I believe the NOTE_NLP is flawed in its violation of the central OHDSI/OMOP tenant that every fact normalized to a standardized vocabulary belongs in one and only one domain/table. NOTE_NLP is a tolerated heretic within the OHDSI/OMOP church. I think we should modify the NOTE_NLP table by removing the note_nlp_concept_id and note_nlp_source_concept_id columns and replace them with a polymorphic foreign key (like the COST table’s cost_event_id/cost_domain_id):
note_nlp_event_id (NOT NULL, integer) : A foreign key identifier to the event (e.g. Condition, Observation, Measurement, Procedure, Visit etc) record that the nlp note represents.
note_nlp_domain_id (NOT NULL, varchar(20): The concept representing the domain of the note nlp event, from which the corresponding table can be inferred that contains the entity for which note nlp event information is recorded.
And then use @MPhilofsky proposal to track provenance within the type_concept_id column in each corresponding clinical event table.

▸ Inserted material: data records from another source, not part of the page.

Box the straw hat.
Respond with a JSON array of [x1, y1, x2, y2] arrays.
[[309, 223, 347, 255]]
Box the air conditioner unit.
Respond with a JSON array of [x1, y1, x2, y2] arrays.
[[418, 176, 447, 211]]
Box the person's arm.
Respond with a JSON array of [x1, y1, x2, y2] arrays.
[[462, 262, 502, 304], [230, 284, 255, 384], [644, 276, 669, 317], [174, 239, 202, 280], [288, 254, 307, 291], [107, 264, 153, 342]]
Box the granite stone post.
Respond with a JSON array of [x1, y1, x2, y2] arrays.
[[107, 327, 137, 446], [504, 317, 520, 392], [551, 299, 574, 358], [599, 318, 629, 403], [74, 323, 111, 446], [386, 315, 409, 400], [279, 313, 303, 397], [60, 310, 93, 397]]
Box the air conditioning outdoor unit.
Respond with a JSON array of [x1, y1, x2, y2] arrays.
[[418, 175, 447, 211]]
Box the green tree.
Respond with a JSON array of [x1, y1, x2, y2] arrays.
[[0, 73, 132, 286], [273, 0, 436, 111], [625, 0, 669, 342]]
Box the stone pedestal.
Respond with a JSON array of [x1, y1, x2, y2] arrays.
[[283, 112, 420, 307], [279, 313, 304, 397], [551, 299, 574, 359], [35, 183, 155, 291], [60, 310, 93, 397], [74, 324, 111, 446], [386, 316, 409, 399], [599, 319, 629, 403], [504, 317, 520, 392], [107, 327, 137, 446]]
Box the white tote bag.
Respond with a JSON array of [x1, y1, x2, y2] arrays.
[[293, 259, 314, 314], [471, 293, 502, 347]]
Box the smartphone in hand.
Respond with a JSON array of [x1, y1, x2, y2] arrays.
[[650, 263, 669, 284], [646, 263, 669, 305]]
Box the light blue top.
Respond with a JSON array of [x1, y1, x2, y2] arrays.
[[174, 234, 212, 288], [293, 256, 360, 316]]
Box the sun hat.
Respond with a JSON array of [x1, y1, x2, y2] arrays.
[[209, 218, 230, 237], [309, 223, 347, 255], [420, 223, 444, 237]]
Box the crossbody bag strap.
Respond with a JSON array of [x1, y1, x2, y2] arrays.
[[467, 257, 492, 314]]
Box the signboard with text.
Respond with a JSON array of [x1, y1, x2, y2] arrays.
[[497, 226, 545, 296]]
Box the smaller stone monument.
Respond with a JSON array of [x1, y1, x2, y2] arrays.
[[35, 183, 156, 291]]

This would confine the NOTE_NLP table to the proper function of recording the metadata details of the NLP extraction/derivation and leave the representation of clinical events to its proper compatriots
This would be a step in direction of making OMOP/OHDSI less focused on putting ‘reliable’ EHR/Claims data in one place and ‘unreliable’ NLP/abstracted/curated data in some dark corner.